Тогда вопрос проскользнул мимо Брауна, к сути спора ведь это не относилось, противоречило главному тезису плантатора, просто опытный демагог решил еще раз прославить свой Юг, доказать, что даже любить негров на Юге умеют лучше, чем на Севере.
А здесь, в уединенных размышлениях, всплыл и тот вопрос.
Браун учился сосредоточенному вниманию сейчас, здесь, умея гораздо лучше учить, чем учиться.
Никогда раньше он так пристально не вглядывался в окружающих, обычно смотрел или далеко вперед, или внутрь себя, шел по улице — не оборачивался ни вправо, ни влево. А сейчас пытается глядеть на каждого, пытается понять, чем Уотсон, его Уотсон, отличается от Оливера, от его Оливера. И чем они оба не похожи на Оуэна…
Салмон не пошел. Почему он все-таки не пошел? Из сыновей ему ближе всех Джон. Но его нельзя было сюда взять, очень уж он после Канзаса повредился в уме. Он из Огайо помогает, оружие ведь это он переправил.
Когда Вильяма Томпсона начала отговаривать жена, он ей ответил:
— Ты ни о ком другом не думаешь, только о себе. А что такое моя жизнь в сравнении с тем, что тысячи бедных негров в рабстве!
Браун думает о своей жене. Чаще всего вспоминает жену. Как жаль, что она не приехала, звал-то он не девочек, звал ее. Он понимает, что Элен маленькая, не с кем оставить ее. Но разве нельзя было оставить шестилетнюю дочку на Энни, да и Марта помогала бы, а Мэри была бы здесь! Здесь, рядом с ним, на кухне, пока молодые там наверху. Когда началось бы, он ее бы отправил. И не так тяжело было бы переносить вот такие минуты отчуждения молодых, сыновей особенно. Он вспоминал давние споры из-за Библии, но то было совсем по-иному.
Очень одиноко. Только щенок по прозвищу Каф иногда разделяет его одиночество, когда парни читают или поют, щенок принимается лаять, его выпроваживают на кухню. Интересно, Вашингтону тоже бывало одиноко или в большой армии у главнокомандующего так не бывает?
И он вспомнил восстание Ната Тернера, тридцать первый год. Он был почтмейстером, торговцем шерстью, он был тогда, как все. И у себя в лавке, в полной безопасности, рассуждал: прав или неправ Нат Тернер?
Быть может, завтра так и о нем будут спорить повсюду другие: прав или неправ Джон Браун…

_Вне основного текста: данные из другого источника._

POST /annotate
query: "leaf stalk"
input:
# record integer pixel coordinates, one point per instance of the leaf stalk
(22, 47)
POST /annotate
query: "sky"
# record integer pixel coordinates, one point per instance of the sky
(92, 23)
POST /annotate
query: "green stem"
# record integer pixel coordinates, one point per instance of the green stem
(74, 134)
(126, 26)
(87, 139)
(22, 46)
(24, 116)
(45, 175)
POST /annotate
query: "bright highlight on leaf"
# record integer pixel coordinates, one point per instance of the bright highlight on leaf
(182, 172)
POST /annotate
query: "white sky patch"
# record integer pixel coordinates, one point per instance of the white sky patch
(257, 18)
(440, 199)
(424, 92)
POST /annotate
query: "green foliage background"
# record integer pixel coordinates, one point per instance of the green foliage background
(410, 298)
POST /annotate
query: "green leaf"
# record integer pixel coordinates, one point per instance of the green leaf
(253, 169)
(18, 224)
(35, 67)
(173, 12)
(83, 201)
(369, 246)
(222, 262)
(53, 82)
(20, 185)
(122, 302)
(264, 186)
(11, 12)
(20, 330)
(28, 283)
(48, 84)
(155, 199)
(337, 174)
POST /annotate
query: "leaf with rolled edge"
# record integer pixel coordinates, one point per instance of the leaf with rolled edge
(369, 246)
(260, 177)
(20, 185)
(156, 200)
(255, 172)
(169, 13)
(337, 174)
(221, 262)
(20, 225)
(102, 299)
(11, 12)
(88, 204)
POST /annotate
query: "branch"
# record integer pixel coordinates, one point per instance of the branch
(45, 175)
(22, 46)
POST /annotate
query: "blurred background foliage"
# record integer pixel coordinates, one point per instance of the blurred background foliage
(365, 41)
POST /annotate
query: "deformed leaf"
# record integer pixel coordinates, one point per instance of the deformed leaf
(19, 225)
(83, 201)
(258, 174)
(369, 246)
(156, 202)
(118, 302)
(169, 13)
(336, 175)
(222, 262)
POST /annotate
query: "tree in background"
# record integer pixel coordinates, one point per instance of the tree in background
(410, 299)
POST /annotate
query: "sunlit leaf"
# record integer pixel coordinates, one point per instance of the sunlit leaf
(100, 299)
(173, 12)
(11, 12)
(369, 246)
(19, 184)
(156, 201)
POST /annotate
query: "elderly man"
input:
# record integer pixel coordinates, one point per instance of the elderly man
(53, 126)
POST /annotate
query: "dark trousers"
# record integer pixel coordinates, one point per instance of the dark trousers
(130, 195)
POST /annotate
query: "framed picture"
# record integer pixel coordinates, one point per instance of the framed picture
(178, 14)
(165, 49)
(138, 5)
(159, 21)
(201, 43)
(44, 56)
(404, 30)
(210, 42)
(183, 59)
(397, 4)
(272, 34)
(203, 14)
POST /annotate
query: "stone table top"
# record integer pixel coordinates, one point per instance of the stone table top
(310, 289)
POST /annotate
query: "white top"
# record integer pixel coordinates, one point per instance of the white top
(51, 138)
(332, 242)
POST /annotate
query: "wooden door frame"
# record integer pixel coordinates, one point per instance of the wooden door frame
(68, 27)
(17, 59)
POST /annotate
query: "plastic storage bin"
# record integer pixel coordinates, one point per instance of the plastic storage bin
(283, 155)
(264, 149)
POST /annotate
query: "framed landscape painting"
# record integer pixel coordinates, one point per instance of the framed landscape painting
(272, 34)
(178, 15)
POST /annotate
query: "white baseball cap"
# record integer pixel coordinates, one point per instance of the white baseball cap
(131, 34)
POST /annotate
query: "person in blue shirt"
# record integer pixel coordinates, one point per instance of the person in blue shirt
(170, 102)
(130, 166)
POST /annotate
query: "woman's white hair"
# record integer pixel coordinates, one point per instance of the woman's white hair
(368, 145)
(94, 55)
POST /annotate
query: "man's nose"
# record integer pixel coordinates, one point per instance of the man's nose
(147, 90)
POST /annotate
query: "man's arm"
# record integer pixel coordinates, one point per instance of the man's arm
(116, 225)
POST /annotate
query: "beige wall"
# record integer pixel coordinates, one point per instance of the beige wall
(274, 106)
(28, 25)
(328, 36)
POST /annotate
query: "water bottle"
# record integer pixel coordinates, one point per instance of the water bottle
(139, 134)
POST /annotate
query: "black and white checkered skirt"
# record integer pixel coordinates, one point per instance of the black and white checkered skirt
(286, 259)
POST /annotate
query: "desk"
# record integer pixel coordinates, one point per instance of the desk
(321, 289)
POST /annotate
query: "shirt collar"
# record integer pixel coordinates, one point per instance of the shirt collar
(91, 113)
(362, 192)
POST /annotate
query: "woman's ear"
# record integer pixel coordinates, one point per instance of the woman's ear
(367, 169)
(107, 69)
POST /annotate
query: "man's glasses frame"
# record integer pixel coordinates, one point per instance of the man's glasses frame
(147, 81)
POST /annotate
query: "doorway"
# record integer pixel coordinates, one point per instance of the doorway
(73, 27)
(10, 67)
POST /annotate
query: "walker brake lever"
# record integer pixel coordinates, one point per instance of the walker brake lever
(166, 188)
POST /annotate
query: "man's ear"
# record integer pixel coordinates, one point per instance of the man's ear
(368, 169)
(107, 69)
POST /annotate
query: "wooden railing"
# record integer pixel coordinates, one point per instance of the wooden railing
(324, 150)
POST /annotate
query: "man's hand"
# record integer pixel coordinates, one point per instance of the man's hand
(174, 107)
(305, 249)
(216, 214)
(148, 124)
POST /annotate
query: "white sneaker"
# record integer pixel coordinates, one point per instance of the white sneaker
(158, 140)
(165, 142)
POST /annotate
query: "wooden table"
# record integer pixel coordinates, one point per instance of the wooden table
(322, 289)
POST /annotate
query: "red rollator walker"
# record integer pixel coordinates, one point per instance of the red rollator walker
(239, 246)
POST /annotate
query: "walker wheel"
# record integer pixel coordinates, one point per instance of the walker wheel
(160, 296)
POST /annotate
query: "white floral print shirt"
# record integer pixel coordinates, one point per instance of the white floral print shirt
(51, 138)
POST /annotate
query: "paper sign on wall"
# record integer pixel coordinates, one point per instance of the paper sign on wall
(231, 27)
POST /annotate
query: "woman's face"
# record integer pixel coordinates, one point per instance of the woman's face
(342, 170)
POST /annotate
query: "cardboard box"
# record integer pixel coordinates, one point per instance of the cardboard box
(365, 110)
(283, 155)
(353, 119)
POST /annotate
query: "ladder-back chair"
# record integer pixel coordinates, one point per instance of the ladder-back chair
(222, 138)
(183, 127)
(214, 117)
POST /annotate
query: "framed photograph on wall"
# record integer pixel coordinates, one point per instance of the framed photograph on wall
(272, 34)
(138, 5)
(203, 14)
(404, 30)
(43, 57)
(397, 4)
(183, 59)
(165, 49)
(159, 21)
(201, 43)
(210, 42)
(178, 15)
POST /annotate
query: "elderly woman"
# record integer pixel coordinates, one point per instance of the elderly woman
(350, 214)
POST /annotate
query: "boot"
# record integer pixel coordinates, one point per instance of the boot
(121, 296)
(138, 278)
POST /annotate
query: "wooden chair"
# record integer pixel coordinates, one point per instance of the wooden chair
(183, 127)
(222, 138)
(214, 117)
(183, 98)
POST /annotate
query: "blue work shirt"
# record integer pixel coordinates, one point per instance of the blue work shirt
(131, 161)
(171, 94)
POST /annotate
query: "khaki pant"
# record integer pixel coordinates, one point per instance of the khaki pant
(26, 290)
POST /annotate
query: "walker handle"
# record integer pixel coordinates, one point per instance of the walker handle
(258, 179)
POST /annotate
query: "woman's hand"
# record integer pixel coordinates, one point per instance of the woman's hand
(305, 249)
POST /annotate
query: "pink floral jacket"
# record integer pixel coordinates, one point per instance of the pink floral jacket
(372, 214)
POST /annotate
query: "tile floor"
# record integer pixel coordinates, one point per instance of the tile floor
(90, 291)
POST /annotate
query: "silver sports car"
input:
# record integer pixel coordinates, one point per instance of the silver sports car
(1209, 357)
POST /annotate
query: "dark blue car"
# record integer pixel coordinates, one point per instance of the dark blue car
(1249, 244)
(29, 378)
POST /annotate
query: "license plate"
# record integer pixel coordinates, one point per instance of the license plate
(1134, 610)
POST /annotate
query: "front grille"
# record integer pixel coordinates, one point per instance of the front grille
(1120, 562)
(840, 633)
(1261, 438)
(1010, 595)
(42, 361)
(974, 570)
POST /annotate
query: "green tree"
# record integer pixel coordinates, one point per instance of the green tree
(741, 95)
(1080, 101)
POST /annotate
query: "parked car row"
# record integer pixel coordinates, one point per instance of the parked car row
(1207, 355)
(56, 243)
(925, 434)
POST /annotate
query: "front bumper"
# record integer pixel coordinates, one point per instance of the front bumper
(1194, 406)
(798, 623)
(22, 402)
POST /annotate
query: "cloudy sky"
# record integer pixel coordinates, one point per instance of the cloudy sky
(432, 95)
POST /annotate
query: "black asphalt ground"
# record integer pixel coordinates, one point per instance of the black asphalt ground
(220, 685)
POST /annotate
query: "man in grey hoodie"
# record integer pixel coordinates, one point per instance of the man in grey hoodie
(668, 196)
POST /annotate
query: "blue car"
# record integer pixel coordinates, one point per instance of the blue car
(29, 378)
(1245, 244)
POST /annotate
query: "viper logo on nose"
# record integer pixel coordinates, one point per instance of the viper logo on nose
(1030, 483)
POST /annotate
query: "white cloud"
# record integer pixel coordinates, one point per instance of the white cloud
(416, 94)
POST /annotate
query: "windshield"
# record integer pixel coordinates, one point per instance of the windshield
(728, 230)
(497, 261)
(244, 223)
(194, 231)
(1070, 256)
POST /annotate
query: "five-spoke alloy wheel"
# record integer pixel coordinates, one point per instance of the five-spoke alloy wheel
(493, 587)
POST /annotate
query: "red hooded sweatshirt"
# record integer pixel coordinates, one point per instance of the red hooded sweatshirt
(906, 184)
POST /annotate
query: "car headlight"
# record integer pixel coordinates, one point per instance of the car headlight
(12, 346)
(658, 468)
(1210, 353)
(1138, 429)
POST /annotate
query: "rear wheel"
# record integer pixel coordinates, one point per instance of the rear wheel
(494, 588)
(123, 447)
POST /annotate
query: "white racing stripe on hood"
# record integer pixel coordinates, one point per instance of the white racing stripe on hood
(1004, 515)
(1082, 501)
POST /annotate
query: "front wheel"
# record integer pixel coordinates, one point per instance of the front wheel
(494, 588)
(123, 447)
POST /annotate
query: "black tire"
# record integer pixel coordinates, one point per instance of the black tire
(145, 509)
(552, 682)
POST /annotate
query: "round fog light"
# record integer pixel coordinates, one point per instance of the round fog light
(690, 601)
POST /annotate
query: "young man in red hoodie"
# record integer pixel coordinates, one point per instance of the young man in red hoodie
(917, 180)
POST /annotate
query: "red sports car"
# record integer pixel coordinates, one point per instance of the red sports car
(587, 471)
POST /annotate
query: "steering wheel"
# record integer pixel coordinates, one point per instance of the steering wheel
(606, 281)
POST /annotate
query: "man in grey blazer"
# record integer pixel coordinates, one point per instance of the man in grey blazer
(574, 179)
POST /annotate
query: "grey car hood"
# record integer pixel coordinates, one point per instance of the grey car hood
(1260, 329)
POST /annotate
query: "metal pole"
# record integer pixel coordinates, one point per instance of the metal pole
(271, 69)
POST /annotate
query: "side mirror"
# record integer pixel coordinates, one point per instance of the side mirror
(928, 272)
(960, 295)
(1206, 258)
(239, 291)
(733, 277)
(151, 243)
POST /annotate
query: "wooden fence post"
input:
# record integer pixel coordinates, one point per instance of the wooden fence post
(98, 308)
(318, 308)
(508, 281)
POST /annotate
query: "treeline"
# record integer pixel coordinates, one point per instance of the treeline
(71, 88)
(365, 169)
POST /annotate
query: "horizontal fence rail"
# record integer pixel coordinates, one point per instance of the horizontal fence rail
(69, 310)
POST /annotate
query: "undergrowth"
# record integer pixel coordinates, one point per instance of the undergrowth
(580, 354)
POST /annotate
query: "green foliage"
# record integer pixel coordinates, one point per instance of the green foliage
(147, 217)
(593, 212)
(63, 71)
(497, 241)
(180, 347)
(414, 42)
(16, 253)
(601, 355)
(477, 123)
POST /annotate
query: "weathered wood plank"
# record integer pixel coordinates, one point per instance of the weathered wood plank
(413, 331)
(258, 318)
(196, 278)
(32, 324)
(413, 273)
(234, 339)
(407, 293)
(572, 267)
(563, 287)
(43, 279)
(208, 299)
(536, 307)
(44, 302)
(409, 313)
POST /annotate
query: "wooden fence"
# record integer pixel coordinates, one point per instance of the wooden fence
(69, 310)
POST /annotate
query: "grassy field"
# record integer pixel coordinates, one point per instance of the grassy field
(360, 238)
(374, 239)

Он уже не прочитал статью негра Томаса Гамильтона, опубликованную тридцать первого декабря 1859 года в «Англо-Африканском ежемесячнике». Автор говорил о сходстве двух борцов за свободу негров, но подчеркивал различия: «Ужасающая логика Ната Тернера предполагает возможность освобождения людей одной расы лишь за счет уничтожения другой. И он неуклонно действовал согласно этой логике. А Джон Браун верил, что освобождение порабощенных может быть достигнуто лишь равенством с поработителями, и он не мог, даже в самый момент борьбы за свободу, превратиться в тирана; он сострадал тиранам так же, как сострадал рабам, и он стремился удалить эту огромную раковую опухоль, не пролив ни одной капли христианской крови… Ну, что же, жители Юга, жители Севера, братья, люди, какой путь освобождения вы предпочитаете — по Нату Тернеру или по Джону Брауну?»
Страшно. Он всех учит, что бояться стыдно, а ему самому страшно. Но ведь даже Христос молился: «Да минет меня чаша сия…» И я прошу: да минет… Я — человек, не бог.
Нет, нельзя откладывать. И ждать больше нельзя. Он преодолеет слабость в себе и в других. Они прекрасные парни. И сражаться будут отлично. Он поднялся наверх.
— Я слышал, вы читали Пейна. Если бы он не кинулся в борьбу тогда, в семьдесят шестом, если бы не его соратники, Америка, быть может, до сегодняшнего дня оставалась бы колонией Англии. И мы были бы не свободными американцами, а угнетенными жителями колонии. Большинству людей тогда, как и сегодня, была свойственна инерция, живут, как щепки, плывут в потоке. И надо, чтобы кто-то взял на себя повернуть поток, разбудить людей.